Despite its considerable media hype, I wasn’t planning on seeing Zootopia, at least not in theaters. The last animated movie forced on the public like this was Inside Out, which turned out to be depressingly average. As a result, I went in to Zootopia with lower expectations.
Zootopia takes place in a world of anthropomorphic animals that have evolved past their predator/prey relationships into a human-like society. Our hero is Judy Hopps, an idealistic rabbit who dreams of being the first police officer of her species. When she arrives in urban Zootopia, she’s initially ignored by her superiors, but soon finds herself investigating a citywide conspiracy with the help of a cynical con-fox.
There’s no denying Zootopia looks great; the sequence that introduces the titular city is so lush that it’s almost narcotic. The characters are well rendered too, their faces capable of human expressions without ever losing their bestial charm. As for the jokes, they’re perfectly fine, but the biggest laughs come from blink-and-you’ll-miss-them visual gags in the background.

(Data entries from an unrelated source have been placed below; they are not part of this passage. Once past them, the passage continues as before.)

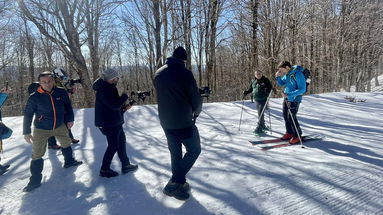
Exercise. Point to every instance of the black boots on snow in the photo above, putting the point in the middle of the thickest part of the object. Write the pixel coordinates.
(68, 158)
(108, 173)
(35, 179)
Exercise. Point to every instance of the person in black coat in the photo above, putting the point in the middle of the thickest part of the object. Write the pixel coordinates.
(260, 88)
(109, 118)
(179, 104)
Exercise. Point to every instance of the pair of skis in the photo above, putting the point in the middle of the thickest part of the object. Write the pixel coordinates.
(279, 143)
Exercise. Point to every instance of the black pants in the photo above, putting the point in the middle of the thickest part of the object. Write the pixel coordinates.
(290, 120)
(261, 118)
(189, 137)
(116, 143)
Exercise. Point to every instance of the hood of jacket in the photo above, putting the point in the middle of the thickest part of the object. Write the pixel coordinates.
(100, 83)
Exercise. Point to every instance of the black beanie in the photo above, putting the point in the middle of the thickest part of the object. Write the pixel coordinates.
(180, 53)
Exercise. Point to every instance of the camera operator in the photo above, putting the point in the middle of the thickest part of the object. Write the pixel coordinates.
(179, 103)
(109, 118)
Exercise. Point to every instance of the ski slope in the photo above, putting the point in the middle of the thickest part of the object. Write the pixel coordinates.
(340, 175)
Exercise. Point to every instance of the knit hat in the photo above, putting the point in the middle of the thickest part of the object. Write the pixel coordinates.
(109, 74)
(180, 53)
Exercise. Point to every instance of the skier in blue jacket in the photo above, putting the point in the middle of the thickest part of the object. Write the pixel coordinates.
(294, 83)
(3, 97)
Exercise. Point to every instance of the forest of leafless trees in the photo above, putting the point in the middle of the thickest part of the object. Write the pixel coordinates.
(340, 41)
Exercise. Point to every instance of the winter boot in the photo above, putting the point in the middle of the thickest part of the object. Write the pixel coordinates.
(68, 158)
(74, 141)
(35, 179)
(128, 168)
(287, 136)
(108, 173)
(52, 143)
(54, 147)
(176, 190)
(185, 186)
(3, 169)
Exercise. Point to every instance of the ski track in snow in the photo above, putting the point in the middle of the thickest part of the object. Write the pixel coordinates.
(340, 175)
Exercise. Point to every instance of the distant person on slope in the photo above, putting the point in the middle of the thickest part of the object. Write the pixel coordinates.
(260, 89)
(3, 129)
(50, 106)
(109, 118)
(179, 104)
(294, 84)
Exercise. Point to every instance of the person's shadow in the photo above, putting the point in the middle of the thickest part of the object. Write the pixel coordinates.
(60, 193)
(354, 152)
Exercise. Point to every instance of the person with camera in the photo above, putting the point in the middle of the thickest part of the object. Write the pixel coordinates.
(59, 76)
(260, 88)
(109, 118)
(179, 104)
(50, 106)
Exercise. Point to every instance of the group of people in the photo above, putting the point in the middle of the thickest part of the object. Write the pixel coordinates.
(179, 105)
(294, 83)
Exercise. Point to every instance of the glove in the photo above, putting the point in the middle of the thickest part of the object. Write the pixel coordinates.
(195, 117)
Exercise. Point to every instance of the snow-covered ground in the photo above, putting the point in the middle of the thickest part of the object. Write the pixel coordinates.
(340, 175)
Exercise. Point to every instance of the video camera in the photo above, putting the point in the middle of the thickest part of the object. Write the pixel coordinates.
(205, 91)
(140, 95)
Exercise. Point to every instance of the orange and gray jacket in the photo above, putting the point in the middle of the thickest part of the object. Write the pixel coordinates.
(51, 110)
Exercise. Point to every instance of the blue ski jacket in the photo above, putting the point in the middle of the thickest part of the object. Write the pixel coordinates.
(294, 83)
(51, 110)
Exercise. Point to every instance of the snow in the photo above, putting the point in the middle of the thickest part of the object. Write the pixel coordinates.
(340, 175)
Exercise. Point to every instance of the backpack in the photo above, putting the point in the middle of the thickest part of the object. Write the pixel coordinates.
(307, 74)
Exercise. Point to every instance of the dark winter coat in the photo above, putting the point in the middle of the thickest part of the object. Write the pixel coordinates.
(260, 88)
(178, 96)
(108, 108)
(294, 83)
(51, 109)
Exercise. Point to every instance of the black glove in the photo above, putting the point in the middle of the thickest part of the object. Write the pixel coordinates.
(195, 117)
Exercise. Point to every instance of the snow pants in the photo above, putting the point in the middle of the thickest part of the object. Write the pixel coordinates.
(290, 120)
(189, 138)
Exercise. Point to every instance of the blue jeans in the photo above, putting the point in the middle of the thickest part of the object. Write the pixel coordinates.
(189, 137)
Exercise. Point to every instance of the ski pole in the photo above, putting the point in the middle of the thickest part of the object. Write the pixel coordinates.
(264, 107)
(240, 119)
(295, 126)
(271, 130)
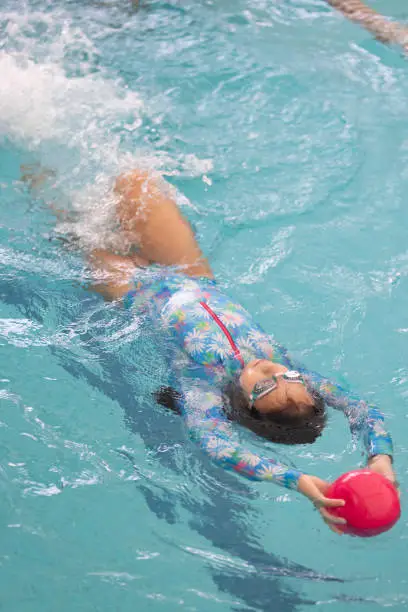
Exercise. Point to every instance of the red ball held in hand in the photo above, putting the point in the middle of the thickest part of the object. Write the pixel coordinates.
(372, 503)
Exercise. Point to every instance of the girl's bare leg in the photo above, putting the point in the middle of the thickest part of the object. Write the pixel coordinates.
(151, 220)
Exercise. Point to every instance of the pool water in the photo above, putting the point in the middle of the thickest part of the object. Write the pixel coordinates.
(285, 128)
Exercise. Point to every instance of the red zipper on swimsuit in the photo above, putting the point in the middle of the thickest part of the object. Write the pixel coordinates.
(237, 352)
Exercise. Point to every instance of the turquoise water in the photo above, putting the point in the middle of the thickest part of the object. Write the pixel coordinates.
(285, 127)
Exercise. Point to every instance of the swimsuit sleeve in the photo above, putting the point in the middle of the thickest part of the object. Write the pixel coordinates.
(209, 427)
(365, 419)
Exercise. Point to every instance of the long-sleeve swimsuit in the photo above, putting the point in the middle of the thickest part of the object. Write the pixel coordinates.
(213, 338)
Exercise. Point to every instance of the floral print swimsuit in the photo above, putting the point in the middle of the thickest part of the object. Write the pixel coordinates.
(213, 338)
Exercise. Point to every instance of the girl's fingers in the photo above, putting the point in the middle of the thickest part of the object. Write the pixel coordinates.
(332, 503)
(330, 518)
(325, 502)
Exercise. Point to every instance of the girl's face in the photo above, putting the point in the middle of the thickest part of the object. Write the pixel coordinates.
(288, 398)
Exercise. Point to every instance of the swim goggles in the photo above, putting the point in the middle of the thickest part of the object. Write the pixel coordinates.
(264, 387)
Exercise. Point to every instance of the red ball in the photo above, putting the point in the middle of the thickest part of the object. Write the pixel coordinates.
(372, 503)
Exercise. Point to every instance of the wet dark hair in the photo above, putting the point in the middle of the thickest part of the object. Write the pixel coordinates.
(275, 427)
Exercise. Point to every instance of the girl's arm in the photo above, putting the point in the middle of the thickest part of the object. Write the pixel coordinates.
(382, 28)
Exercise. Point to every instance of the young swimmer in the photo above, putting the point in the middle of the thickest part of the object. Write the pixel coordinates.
(383, 28)
(226, 369)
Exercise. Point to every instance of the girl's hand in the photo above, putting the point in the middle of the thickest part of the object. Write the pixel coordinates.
(315, 489)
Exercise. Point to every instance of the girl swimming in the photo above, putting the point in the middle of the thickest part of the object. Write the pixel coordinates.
(226, 369)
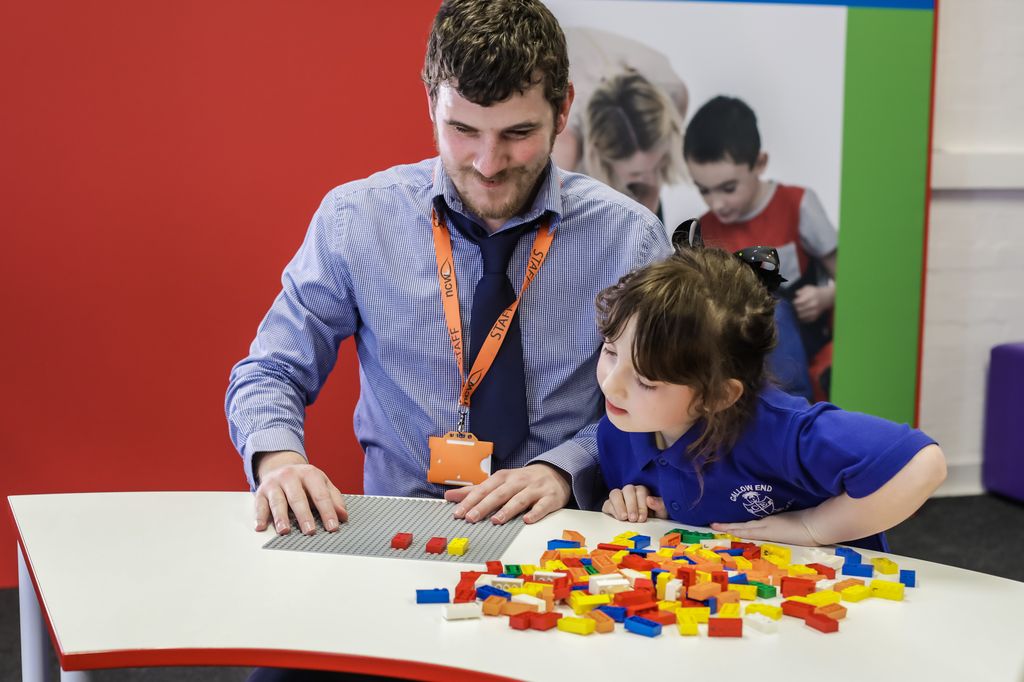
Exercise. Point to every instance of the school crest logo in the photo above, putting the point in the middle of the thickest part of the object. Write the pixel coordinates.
(756, 499)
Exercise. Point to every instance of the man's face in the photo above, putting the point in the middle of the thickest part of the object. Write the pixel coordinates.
(495, 155)
(730, 189)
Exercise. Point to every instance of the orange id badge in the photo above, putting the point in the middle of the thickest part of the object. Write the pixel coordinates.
(459, 459)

Before I address the movie’s much-discussed racial element, let me provide a bit of context first. Zootopia, like Frozen and Big Hero 6 before it, is the kind of Disney movie Tumblr-frequenting millennials flock to. These people, through the Internet and in person, assured me that this children’s film about talking animals was an “important” movie that “tackled tough issues.” You see, Zootopia uses the differences between species as a means of commenting on race in the real world – and for the most part, pulls it off without being too preachy. The parallels between species and races are kept purposefully vague, a move that lets the movie be diplomatic, but keeps the satire toothless.

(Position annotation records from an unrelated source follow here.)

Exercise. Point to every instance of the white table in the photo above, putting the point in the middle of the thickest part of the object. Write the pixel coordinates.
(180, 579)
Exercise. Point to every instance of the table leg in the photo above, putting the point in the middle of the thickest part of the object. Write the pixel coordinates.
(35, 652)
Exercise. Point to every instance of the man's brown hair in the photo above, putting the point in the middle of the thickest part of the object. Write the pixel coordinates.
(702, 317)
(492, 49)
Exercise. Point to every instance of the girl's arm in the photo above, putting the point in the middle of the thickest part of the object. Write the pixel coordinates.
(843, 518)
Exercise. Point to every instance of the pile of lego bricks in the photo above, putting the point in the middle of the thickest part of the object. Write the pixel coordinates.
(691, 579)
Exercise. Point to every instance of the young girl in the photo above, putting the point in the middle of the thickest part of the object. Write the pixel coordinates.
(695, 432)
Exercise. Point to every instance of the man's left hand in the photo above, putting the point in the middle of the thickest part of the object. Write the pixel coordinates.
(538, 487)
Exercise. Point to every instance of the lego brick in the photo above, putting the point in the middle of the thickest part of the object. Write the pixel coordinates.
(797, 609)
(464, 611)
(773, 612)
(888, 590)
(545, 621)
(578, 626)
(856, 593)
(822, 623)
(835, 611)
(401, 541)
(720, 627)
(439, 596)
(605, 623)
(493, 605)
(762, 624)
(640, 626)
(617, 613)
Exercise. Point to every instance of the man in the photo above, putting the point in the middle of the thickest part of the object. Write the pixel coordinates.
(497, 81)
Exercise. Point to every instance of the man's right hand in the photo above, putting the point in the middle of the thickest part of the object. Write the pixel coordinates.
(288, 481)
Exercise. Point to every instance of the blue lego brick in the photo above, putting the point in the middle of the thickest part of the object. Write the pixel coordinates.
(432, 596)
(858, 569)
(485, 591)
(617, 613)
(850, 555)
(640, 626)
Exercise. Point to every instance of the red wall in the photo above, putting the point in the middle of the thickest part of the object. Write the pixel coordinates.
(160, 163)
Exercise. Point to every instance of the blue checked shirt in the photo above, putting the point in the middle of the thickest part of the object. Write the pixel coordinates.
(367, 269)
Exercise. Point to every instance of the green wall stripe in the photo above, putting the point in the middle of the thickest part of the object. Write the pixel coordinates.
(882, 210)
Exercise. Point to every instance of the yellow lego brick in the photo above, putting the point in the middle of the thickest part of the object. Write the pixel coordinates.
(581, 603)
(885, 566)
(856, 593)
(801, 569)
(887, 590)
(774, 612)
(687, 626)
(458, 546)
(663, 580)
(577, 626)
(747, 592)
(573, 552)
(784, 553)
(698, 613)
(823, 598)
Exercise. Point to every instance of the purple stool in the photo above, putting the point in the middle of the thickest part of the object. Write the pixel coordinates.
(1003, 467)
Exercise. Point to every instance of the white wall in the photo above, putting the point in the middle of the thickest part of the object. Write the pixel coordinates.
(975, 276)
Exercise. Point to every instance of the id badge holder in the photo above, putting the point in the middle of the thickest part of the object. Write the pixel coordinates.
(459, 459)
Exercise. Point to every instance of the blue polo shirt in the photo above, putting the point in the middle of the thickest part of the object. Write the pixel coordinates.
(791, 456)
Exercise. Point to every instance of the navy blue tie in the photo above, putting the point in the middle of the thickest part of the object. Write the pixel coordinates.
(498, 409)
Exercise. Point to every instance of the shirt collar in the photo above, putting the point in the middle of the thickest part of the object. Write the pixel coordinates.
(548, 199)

Which brings me to my biggest problem with Zootopia: it doesn’t go far enough. What sounds like a fun, ballsy idea for a kids’ movie falls prey to a predictably tame execution and a yawn-worthy message – one that’s spelled out for the audience in a closing speech that features empty platitudes like, “we all need to change.” There are so many missed opportunities here – how, for example, are mixed-species relationships treated in this society? Do they even exist? What about animals who identify as a species other than their own? I’ve got the perfect joke: have a mole wearing a squirrel costume – call her Rachel Mole-ezal. Throw in some black panthers too; they could address each other as “my panther.” Come on, people, this stuff writes itself!